A petition seeking to impeach the Republican State Board of Education member from Northeast Texas appeared online earlier this week.

Uploaded by a conservative, grass-roots organization called, Voices Empower, the petition cites SBOE trustee Thomas Ratliff's status as a lobbyist as the reason to impeach the elected official.

However, it is the moderate Republican's ongoing defense of the controversial curriculum guide, CSCOPE, that's driving the online effort.

"They've been clamoring about this for four years," Ratliff said of the conflict-of-interest accusation, which the second-term official asked the Texas Attorney General to vet before his first term started in 2010. "Ever since I took the oath of office, they've been trying to get rid of me."

The two issues of CSCOPE and Ratliff's lobbying job overlap, Voices Empower leader Alice Linahan said Thursday. Voices Empower uploaded the impeachment petition Monday or Tuesday, she said.

"Thomas Ratliff's ties to Microsoft are an issue, especially when you look at what's going on at the national level with Common Core," Linahan said Thursday. "My question to him would be, 'Are you a lobbyist?' Yes. 'Are you on the Permanent School Fund committee?' Yes. So, you're on the inside of the ball game of influencing education. Whether (your client) Microsoft asked you or not, you know what's going on at Microsoft. You know what's going on with the Permanent School Fund - you have an influence there."

That phrase, Common Core, is tied to national standards the state of Texas has rejected. But, it is similar-sounding to the General Education Core Curriculum which Texas public schools do follow. The state Core Curriculum seeks to ensure students taking the same required courses are exposed to the same learning regardless of which district they attend.

Ratliff, of Mount Pleasant, has been a thorn in the side of CSCOPE opponents most recently, and far-right conservatives since taking office. He represents 31 Northeast Texas counties on the elected panel that oversees textbook selection and guides the massive Permanent School Fund. The fund contributed $1.9 billion to public education in Texas last year.

Ratliff, whose senator father, Bill Ratliff, faced his share of attacks from the far right as a moderate Republican, characterized the online petition as an avenue chosen by opponents whose attacks in the legal arena already failed.

"They don't have the facts on their side," he said. "So, like bullies, they think the more they bang their hand on the table and the louder they scream, you'll back down. All they are doing is making people realize what this is all about. And it's not about educating kids."

Yes it is, Linahan said.

"The whole concept of CSCOPE is the scope and sequence, the assessments, the lessons," she said. "That is all online. If my children have a lesson on the Declaration of Independence and the (U.S.) Constitution with a text book, and they bring it home, I am a part of that. This CSCOPE, how it was set up initially, parents were not given access to it and did not know what those lessons were. That puts a dividing line between my children and me."

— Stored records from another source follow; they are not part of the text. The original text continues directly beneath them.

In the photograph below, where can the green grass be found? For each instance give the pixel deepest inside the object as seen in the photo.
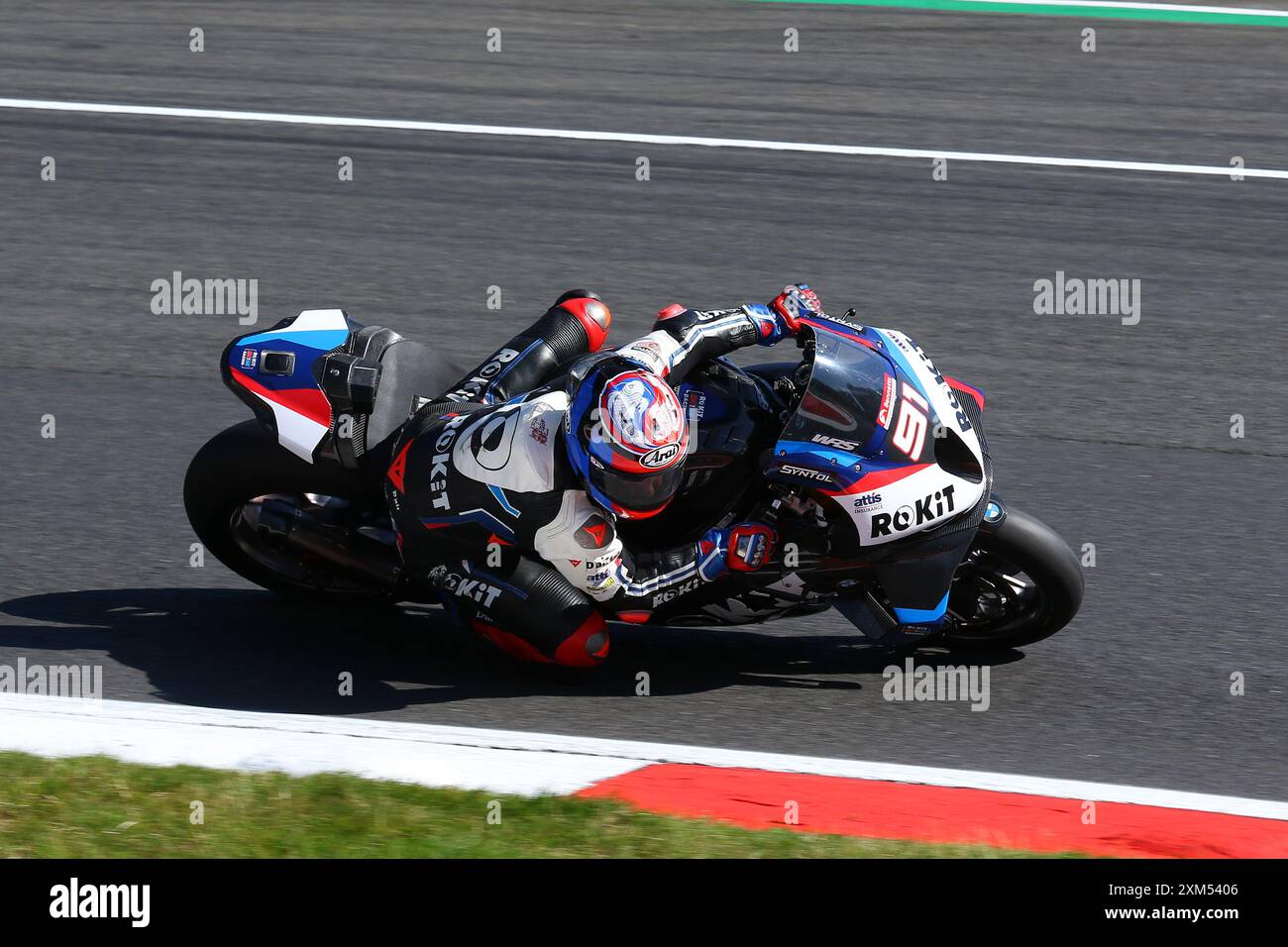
(98, 806)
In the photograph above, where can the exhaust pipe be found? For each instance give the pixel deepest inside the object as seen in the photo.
(353, 552)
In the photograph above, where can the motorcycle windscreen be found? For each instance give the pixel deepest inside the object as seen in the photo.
(848, 399)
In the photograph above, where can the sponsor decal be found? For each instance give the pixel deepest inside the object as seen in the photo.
(835, 442)
(926, 509)
(595, 532)
(475, 589)
(887, 402)
(793, 471)
(472, 388)
(439, 463)
(677, 591)
(695, 405)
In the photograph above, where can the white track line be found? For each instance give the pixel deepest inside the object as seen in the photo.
(467, 758)
(630, 137)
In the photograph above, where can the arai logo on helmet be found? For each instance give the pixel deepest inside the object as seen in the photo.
(662, 457)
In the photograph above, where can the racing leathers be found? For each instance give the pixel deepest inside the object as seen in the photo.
(488, 509)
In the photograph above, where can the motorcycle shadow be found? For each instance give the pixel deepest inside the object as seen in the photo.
(249, 650)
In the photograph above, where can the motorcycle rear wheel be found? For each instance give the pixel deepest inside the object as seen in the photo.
(1019, 583)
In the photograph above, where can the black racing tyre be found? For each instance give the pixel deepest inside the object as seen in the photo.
(1019, 582)
(244, 464)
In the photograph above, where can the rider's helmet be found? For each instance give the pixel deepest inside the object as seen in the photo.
(625, 436)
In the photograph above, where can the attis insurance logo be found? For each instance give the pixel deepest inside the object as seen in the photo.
(660, 458)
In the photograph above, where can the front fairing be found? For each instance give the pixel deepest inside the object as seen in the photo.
(870, 432)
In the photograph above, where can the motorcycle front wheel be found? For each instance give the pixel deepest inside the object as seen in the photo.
(224, 493)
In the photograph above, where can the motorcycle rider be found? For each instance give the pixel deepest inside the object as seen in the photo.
(506, 489)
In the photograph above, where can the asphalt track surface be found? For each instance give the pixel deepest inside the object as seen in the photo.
(1117, 436)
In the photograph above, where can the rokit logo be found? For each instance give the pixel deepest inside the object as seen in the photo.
(927, 508)
(791, 471)
(438, 467)
(675, 592)
(835, 442)
(660, 457)
(473, 589)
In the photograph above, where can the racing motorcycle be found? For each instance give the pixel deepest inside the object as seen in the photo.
(868, 462)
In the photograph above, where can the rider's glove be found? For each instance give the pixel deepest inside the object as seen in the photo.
(743, 548)
(794, 303)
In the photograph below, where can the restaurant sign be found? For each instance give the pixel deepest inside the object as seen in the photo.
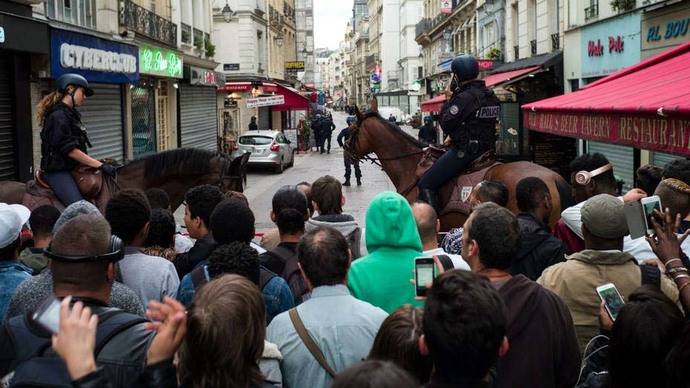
(651, 132)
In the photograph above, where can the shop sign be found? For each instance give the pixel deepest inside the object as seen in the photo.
(160, 61)
(446, 6)
(651, 132)
(604, 52)
(265, 101)
(97, 59)
(199, 76)
(665, 27)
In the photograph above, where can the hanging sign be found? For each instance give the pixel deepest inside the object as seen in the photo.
(97, 59)
(265, 101)
(160, 61)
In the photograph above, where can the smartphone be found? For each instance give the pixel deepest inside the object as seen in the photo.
(424, 272)
(648, 206)
(613, 301)
(48, 315)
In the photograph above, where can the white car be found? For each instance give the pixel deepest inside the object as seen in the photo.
(268, 148)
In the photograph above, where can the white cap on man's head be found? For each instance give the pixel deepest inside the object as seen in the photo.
(12, 219)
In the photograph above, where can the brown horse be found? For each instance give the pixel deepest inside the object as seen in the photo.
(399, 154)
(174, 171)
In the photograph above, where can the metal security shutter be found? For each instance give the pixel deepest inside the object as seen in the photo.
(661, 159)
(102, 117)
(622, 159)
(198, 117)
(8, 162)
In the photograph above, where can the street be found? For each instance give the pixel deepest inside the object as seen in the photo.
(263, 183)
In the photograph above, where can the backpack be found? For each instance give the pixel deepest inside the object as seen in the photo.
(39, 366)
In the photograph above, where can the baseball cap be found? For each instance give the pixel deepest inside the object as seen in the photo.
(604, 217)
(12, 219)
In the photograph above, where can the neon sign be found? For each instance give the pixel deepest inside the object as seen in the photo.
(159, 61)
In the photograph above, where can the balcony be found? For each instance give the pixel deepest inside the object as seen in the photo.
(592, 12)
(555, 42)
(147, 23)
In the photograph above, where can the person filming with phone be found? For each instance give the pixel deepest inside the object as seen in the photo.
(468, 120)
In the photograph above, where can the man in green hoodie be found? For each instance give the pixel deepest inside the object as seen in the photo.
(382, 278)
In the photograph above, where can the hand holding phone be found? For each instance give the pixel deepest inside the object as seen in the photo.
(613, 301)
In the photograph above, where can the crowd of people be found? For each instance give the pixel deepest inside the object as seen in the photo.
(326, 300)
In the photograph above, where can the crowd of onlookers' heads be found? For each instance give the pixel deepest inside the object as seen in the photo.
(327, 300)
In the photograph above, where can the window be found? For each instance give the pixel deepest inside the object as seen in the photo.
(79, 12)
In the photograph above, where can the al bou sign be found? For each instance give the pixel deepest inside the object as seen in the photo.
(265, 101)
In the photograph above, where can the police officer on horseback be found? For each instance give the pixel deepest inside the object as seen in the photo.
(63, 137)
(468, 121)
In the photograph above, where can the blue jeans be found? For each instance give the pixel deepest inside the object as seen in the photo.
(447, 167)
(64, 187)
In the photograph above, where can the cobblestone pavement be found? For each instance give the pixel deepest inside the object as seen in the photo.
(262, 184)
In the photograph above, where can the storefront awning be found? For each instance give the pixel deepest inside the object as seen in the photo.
(293, 100)
(645, 106)
(435, 104)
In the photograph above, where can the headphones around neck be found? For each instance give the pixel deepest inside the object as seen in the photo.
(584, 177)
(115, 253)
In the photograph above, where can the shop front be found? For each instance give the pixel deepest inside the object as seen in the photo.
(108, 66)
(154, 100)
(643, 106)
(20, 38)
(198, 116)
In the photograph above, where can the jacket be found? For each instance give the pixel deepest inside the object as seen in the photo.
(62, 132)
(123, 358)
(576, 280)
(186, 262)
(471, 114)
(543, 347)
(343, 223)
(538, 248)
(382, 278)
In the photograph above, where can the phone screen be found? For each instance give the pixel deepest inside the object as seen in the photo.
(649, 210)
(612, 299)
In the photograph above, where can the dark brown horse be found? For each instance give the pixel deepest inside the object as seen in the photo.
(399, 154)
(174, 171)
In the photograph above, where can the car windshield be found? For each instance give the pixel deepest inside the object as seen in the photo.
(256, 140)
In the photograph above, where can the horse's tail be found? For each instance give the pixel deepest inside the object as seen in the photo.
(565, 193)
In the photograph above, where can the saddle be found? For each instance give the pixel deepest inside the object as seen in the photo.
(91, 185)
(456, 201)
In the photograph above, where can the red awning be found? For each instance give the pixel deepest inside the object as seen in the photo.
(500, 78)
(435, 104)
(645, 106)
(293, 100)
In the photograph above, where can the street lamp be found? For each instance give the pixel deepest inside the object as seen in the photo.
(227, 13)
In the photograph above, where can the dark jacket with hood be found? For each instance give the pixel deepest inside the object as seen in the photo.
(539, 249)
(543, 349)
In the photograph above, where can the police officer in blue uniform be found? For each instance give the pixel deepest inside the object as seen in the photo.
(468, 121)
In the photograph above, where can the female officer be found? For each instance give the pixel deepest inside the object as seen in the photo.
(64, 139)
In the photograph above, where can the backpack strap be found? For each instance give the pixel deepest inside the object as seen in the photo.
(650, 275)
(309, 342)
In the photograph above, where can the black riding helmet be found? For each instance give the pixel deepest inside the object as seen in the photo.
(77, 80)
(465, 67)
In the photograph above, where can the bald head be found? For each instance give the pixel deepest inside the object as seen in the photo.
(427, 221)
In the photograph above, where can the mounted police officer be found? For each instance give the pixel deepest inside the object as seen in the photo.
(468, 121)
(63, 137)
(344, 137)
(427, 133)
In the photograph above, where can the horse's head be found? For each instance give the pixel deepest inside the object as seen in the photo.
(360, 143)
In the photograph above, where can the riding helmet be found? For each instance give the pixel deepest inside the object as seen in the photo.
(77, 80)
(465, 67)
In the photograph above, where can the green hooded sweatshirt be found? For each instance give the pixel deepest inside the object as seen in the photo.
(382, 278)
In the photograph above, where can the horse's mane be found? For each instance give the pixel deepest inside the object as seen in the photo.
(181, 161)
(394, 128)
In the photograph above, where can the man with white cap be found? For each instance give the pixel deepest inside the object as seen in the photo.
(602, 261)
(12, 272)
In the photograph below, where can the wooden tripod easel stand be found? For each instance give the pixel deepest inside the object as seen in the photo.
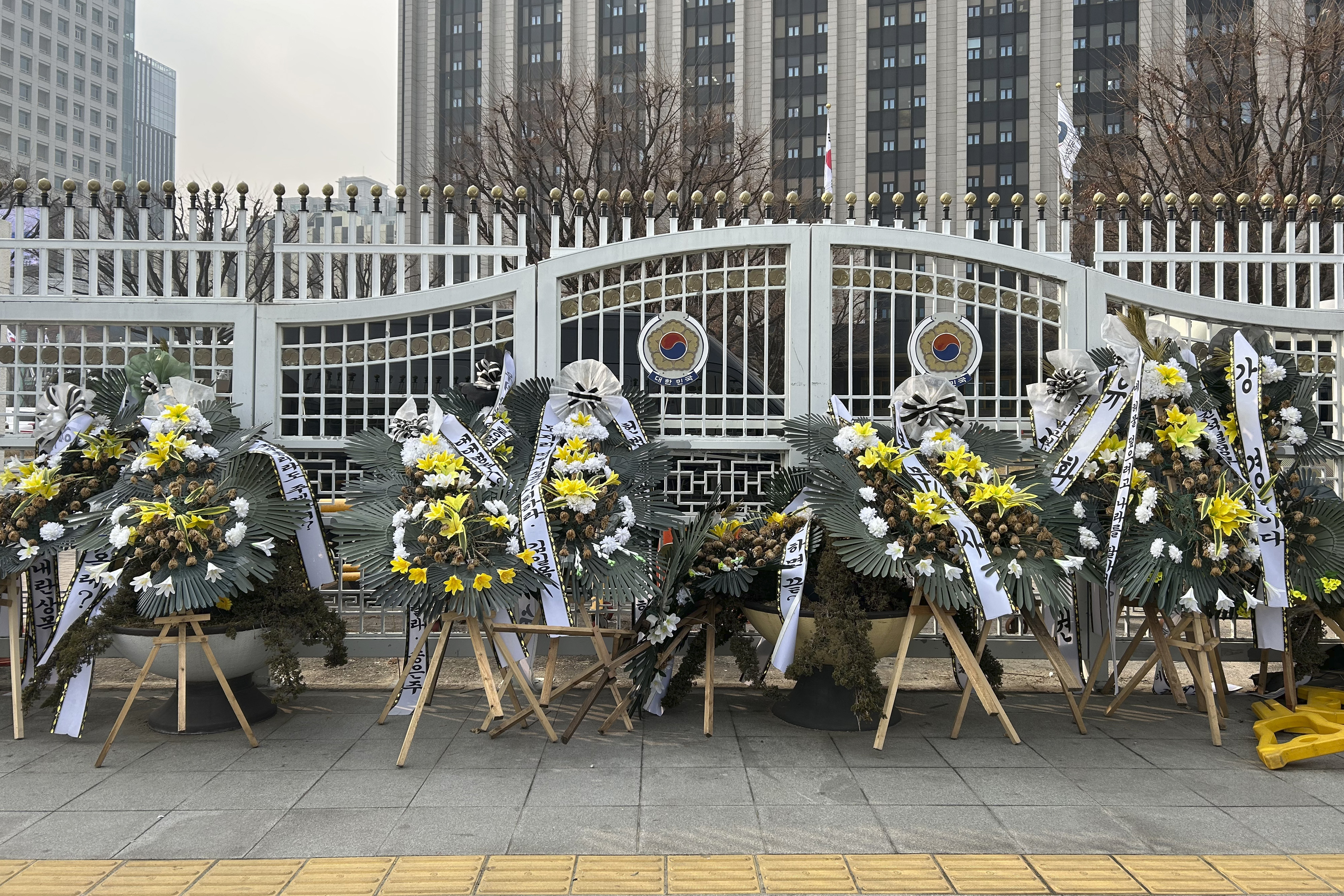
(178, 621)
(12, 600)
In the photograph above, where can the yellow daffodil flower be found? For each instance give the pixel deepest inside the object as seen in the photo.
(929, 506)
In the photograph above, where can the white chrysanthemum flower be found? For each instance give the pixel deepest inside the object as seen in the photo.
(120, 537)
(1271, 370)
(236, 534)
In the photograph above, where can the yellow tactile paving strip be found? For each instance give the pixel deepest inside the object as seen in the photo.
(674, 875)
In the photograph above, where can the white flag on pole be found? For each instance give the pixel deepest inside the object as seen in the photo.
(1070, 143)
(830, 181)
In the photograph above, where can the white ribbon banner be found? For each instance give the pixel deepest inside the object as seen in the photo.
(293, 485)
(420, 667)
(84, 593)
(1101, 417)
(43, 590)
(984, 582)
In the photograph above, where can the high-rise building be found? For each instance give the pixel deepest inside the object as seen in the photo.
(155, 121)
(66, 89)
(924, 95)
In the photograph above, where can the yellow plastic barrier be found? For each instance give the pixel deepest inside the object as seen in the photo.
(1323, 737)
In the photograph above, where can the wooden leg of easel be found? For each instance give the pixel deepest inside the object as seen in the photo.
(525, 685)
(224, 681)
(906, 635)
(420, 704)
(709, 671)
(131, 699)
(406, 673)
(1068, 677)
(988, 699)
(182, 677)
(1206, 684)
(965, 691)
(483, 664)
(1164, 656)
(15, 602)
(551, 653)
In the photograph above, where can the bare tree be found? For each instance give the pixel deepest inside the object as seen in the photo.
(572, 133)
(1249, 101)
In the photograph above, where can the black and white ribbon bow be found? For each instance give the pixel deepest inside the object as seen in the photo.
(584, 387)
(929, 404)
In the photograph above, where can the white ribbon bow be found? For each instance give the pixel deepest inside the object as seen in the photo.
(929, 404)
(585, 387)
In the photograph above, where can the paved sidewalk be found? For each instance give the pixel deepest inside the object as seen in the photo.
(324, 784)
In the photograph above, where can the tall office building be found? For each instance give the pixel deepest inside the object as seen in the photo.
(66, 89)
(155, 121)
(924, 95)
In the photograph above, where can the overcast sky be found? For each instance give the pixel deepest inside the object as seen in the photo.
(279, 91)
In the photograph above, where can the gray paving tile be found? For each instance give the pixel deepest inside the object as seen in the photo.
(1308, 829)
(1025, 788)
(620, 749)
(441, 831)
(945, 829)
(806, 750)
(1242, 788)
(475, 788)
(1189, 829)
(1092, 751)
(303, 833)
(367, 789)
(78, 835)
(45, 792)
(988, 753)
(191, 756)
(916, 788)
(699, 829)
(292, 754)
(1127, 788)
(603, 831)
(585, 788)
(255, 789)
(14, 821)
(132, 789)
(382, 754)
(324, 726)
(203, 833)
(823, 829)
(800, 786)
(1068, 829)
(703, 788)
(690, 751)
(898, 753)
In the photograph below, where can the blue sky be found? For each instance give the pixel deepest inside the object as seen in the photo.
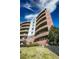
(29, 9)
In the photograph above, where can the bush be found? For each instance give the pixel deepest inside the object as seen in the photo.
(32, 44)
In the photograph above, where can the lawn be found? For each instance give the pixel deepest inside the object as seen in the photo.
(36, 53)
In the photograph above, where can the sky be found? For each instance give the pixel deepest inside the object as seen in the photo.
(29, 9)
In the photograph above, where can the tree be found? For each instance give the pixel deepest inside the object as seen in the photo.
(53, 36)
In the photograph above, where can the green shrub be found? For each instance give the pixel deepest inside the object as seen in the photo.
(32, 44)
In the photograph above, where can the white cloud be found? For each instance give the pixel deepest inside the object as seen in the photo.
(27, 6)
(31, 16)
(49, 4)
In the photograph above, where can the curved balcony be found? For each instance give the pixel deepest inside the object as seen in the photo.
(23, 34)
(24, 31)
(41, 19)
(24, 27)
(41, 28)
(40, 16)
(41, 13)
(41, 35)
(40, 23)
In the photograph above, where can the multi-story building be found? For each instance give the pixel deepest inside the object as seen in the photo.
(24, 29)
(38, 29)
(43, 24)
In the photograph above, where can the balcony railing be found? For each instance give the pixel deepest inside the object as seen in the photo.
(41, 28)
(40, 19)
(40, 16)
(24, 31)
(23, 34)
(40, 23)
(41, 35)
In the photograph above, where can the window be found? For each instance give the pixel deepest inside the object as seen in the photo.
(32, 28)
(32, 32)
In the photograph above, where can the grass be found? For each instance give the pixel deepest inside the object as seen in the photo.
(36, 53)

Linahan also said teachers dislike CSCOPE but don't publicly oppose it because their superintendent bosses parlay the good will their support creates into post-retirement careers as high-paid consultants.

She also said Texas' school children's personal data are being mined via the electronic notepads on which they work CSCOPE exercises.

"I want my kids to go to school and learn reading, writing, math and English," she said. "When they come home with textbooks, I can help them."

Linahan said children do need to learn computer skills, noting her own work includes extensive use of social media.

"I get it," she said. "Children have to be computer literate."

Ratliff will debate CSCOPE foe Texas Sen. Dan Patrick, R-Houston, in Tyler on Aug. 24. The moderated debate will be at the University of Texas at Tyler's Ornelas Center on Old Omen Road.

"We're going to have a full-blown, live debate," he said. "I'm hoping it's a factual, logical, detailed policy discussion. And hopefully we can get past the sound bytes from people to run in a campaign."

Ratliff said feedback from schools in his District 9 supports the CSCOPE curriculum. He also noted he received the most votes of any State Board of Education candidate in the last election.

"Clearly, my district thinks I'm doing OK," he said.